What is the derivative of $y=\tan \left( x \right)$?

Answer 1

In this question we have been asked to find the derivative of the given trigonometric function $\tan \left( x \right)$. We will first rewrite the expression in the form of the quotient of $\sin \left( x \right)$ and $\cos \left( x \right)$,then we will use the formula of derivative of the term in the form of $\dfrac{u}{v}$. We will use the formula $\dfrac{d}{dx}\dfrac{u}{v}=\dfrac{v\dfrac{du}{dx}-u\dfrac{dv}{dx}}{{{v}^{2}}}$ and simplify the terms to get the required solution.

Complete step-by-step solution:
We have the term given to us as:
$\Rightarrow y=\tan \left( x \right)$
Since we have to find the derivative of the term, it can be written as:
$\Rightarrow y'=\dfrac{d}{dx}\tan \left( x \right)$
Now we know that $\tan \left( x \right)=\dfrac{\sin \left( x \right)}{\cos \left( x \right)}$ therefore, on substituting, we get:
$\Rightarrow y'=\dfrac{d}{dx}\dfrac{\sin \left( x \right)}{\cos \left( x \right)}$
We can see that the expression is in the form of the derivative of $\dfrac{u}{v}$.
On using the formula $\dfrac{d}{dx}\dfrac{u}{v}=\dfrac{v\dfrac{du}{dx}-u\dfrac{dv}{dx}}{{{v}^{2}}}$ on the expression, we get:
$\Rightarrow y'=\dfrac{\cos \left( x \right)\dfrac{d}{dx}\sin \left( x \right)-\sin \left( x \right)\dfrac{d}{dx}\cos \left( x \right)}{{{\cos }^{2}}\left( x \right)}$
Now we know that $\dfrac{d}{dx}\sin \left( x \right)=\cos \left( x \right)$,and $\dfrac{d}{dx}\cos \left( x \right)=-\sin \left( x \right)$ therefore on substituting them in the expression, we get:
$\Rightarrow y'=\dfrac{\cos \left( x \right)\cos \left( x \right)-\sin \left( x \right)\left( -\sin \left( x \right) \right)}{{{\cos }^{2}}\left( x \right)}$
Now we know that the multiplication of two negative terms yields a positive term therefore, on simplifying the terms in the numerator, we get:
$\Rightarrow y'=\dfrac{{{\cos }^{2}}\left( x \right)+{{\sin }^{2}}\left( x \right)}{{{\cos }^{2}}\left( x \right)}$
Now we know the trigonometric identity that ${{\sin }^{2}}\left( x \right)+{{\cos }^{2}}\left( x \right)=1$ therefore on substituting, we get:
$\Rightarrow y'=\dfrac{1}{{{\cos }^{2}}\left( x \right)}$
Now we know that $\dfrac{1}{\cos \left( x \right)}=\sec \left( x \right)$ therefore, we get:
$\Rightarrow y'={{\sec }^{2}}x$, which is the required derivative.
Therefore, we can write:
$\Rightarrow \dfrac{d}{dx}\tan \left( x \right)={{\sec }^{2}}\left( x \right)$, which is the required solution.

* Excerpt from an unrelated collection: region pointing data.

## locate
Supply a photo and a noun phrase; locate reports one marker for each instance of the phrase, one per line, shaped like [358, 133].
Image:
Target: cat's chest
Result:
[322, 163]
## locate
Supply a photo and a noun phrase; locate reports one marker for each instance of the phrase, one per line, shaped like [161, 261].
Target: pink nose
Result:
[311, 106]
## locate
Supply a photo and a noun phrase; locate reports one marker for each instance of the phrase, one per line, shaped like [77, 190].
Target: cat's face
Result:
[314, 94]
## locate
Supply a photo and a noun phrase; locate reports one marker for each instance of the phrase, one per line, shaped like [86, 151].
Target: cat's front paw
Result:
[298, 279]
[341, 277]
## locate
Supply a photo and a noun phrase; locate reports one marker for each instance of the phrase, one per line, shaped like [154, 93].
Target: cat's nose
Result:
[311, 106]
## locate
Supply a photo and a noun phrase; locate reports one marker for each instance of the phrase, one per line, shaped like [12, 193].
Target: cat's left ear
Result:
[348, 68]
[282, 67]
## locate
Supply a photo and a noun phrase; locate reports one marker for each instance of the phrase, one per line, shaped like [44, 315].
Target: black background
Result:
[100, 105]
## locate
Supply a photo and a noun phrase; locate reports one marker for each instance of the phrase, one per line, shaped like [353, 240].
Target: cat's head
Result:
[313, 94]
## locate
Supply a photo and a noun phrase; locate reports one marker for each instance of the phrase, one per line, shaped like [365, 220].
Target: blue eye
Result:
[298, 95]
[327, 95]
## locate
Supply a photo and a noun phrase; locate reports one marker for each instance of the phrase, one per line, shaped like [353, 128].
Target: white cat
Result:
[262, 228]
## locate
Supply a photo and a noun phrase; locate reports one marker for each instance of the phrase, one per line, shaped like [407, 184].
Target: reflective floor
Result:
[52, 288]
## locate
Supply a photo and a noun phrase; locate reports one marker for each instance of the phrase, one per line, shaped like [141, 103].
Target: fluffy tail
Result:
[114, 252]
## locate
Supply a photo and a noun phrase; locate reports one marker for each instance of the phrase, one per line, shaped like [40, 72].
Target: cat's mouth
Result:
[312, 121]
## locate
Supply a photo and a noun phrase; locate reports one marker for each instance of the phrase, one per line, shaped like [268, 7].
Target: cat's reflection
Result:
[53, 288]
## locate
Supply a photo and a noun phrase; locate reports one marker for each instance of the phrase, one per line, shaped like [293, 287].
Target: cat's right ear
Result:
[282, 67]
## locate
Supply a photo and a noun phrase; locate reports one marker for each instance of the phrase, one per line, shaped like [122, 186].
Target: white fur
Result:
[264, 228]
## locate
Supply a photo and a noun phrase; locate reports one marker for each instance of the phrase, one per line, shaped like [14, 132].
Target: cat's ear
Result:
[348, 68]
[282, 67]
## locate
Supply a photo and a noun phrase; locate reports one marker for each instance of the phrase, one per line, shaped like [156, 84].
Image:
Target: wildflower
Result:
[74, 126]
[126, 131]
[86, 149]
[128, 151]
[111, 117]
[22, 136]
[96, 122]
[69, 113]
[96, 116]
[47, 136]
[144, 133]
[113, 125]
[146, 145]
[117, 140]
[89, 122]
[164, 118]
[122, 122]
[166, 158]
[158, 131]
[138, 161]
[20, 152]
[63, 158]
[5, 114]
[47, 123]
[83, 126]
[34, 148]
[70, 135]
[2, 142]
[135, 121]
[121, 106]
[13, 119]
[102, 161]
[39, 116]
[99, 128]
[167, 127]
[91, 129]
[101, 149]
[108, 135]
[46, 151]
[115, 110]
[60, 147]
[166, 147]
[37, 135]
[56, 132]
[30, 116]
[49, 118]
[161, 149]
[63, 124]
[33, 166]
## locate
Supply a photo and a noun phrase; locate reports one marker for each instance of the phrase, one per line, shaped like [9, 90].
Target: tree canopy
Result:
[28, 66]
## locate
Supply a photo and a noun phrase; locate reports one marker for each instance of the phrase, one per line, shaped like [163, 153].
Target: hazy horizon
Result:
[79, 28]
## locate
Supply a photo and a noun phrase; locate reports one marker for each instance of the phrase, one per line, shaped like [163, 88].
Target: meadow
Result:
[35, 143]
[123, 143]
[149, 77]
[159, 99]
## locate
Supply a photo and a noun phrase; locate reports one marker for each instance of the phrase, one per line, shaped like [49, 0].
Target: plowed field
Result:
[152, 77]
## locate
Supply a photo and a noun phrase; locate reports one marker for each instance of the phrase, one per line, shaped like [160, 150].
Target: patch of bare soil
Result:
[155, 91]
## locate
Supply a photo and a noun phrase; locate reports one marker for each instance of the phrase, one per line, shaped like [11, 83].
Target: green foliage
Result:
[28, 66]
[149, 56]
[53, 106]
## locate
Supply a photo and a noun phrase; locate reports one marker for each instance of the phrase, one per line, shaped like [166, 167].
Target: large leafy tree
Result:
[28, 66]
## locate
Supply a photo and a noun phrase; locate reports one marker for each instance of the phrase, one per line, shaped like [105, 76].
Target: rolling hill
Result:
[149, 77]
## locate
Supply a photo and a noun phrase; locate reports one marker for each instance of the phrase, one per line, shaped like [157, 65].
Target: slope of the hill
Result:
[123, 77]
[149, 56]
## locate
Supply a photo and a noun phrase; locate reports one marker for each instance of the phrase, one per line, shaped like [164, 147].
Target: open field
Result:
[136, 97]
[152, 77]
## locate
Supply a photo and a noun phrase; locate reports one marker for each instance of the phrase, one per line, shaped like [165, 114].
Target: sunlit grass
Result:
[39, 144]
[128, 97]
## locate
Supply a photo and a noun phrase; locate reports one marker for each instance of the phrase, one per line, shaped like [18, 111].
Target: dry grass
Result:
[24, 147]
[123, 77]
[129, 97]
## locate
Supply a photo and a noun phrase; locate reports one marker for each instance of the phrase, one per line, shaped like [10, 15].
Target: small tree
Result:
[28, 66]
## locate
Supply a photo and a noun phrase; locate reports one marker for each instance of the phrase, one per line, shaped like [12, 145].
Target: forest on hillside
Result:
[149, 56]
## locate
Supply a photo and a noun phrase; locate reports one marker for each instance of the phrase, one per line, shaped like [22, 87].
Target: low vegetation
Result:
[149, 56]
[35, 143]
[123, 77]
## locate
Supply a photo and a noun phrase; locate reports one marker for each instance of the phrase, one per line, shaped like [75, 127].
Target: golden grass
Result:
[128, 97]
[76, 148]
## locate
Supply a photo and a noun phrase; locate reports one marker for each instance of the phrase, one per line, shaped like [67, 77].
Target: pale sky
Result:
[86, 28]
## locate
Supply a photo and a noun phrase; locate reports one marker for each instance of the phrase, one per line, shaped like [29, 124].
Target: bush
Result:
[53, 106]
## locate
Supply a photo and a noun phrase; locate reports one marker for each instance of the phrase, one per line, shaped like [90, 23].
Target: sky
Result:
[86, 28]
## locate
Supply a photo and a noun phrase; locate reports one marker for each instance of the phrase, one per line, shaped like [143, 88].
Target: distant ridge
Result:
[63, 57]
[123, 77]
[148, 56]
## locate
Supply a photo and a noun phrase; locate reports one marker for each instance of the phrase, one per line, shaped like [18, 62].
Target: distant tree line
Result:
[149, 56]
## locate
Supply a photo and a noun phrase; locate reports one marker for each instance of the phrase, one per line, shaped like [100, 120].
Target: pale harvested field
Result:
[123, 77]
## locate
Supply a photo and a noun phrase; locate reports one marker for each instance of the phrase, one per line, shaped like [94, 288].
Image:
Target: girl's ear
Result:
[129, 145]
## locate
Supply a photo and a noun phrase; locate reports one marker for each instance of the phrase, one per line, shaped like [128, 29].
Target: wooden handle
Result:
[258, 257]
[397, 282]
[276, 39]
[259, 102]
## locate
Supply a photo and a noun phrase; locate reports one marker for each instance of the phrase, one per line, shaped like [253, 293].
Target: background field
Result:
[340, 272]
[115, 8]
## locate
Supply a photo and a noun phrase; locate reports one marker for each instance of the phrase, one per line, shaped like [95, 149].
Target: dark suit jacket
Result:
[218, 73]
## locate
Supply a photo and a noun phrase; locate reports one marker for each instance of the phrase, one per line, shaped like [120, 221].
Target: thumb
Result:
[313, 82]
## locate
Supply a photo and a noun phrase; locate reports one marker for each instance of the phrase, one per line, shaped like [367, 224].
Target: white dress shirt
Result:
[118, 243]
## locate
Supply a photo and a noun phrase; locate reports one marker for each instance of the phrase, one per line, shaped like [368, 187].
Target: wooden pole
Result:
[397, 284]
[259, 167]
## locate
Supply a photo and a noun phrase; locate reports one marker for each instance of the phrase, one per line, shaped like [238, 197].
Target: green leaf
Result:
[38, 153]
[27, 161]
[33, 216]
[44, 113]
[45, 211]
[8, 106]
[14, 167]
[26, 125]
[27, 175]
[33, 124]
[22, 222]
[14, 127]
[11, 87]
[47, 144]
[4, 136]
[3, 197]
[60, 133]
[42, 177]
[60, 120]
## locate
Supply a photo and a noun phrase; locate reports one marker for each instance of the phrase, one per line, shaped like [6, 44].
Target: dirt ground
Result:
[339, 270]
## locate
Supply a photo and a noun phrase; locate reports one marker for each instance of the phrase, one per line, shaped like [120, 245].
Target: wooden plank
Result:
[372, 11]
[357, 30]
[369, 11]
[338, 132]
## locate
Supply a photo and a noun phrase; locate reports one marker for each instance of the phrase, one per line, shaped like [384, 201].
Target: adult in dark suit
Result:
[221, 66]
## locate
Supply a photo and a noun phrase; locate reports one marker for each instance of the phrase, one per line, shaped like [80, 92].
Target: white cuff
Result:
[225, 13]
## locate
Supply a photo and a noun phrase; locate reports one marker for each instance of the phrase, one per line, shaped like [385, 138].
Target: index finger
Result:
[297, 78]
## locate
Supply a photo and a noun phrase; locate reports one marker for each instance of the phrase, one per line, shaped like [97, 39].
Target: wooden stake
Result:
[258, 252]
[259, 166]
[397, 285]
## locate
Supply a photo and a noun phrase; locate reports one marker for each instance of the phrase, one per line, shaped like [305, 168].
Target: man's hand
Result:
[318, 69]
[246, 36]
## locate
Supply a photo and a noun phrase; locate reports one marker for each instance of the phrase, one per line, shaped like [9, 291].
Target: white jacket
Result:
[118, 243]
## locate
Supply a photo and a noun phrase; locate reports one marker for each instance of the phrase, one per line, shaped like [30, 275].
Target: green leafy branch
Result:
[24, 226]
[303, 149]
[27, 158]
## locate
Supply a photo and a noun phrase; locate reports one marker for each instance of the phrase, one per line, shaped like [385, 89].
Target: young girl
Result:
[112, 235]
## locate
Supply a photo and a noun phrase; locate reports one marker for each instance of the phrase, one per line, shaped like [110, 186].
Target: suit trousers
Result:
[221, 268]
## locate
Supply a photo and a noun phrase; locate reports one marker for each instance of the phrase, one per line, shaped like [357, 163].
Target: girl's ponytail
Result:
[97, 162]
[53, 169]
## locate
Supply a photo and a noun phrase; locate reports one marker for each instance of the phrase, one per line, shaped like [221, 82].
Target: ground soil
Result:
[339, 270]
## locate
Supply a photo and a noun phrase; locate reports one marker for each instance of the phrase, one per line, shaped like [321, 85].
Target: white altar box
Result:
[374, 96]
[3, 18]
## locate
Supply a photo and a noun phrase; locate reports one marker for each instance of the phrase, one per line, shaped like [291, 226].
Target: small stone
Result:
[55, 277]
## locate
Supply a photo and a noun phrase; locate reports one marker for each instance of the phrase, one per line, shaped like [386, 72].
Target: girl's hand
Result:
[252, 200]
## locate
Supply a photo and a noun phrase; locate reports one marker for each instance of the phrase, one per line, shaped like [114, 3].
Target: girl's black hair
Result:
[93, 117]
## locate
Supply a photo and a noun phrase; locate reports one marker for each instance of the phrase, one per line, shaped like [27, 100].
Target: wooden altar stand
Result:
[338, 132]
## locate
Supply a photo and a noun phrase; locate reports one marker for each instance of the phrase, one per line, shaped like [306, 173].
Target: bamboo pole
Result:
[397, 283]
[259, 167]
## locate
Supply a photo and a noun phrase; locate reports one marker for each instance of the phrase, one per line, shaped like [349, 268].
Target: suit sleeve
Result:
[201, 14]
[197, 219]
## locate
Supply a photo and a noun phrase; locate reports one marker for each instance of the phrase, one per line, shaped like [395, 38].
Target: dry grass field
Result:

Note: The solution found in this question should be remembered as a direct result or formula of the term $y=\tan \left( x \right)$ and substituted in questions wherever derivative of $\tan \left( x \right)$ is required. It is to be remembered that differentiation is the inverse of integration. If the derivative of a term $a$ is $b$, then the integration of the term $b$ will be $a$.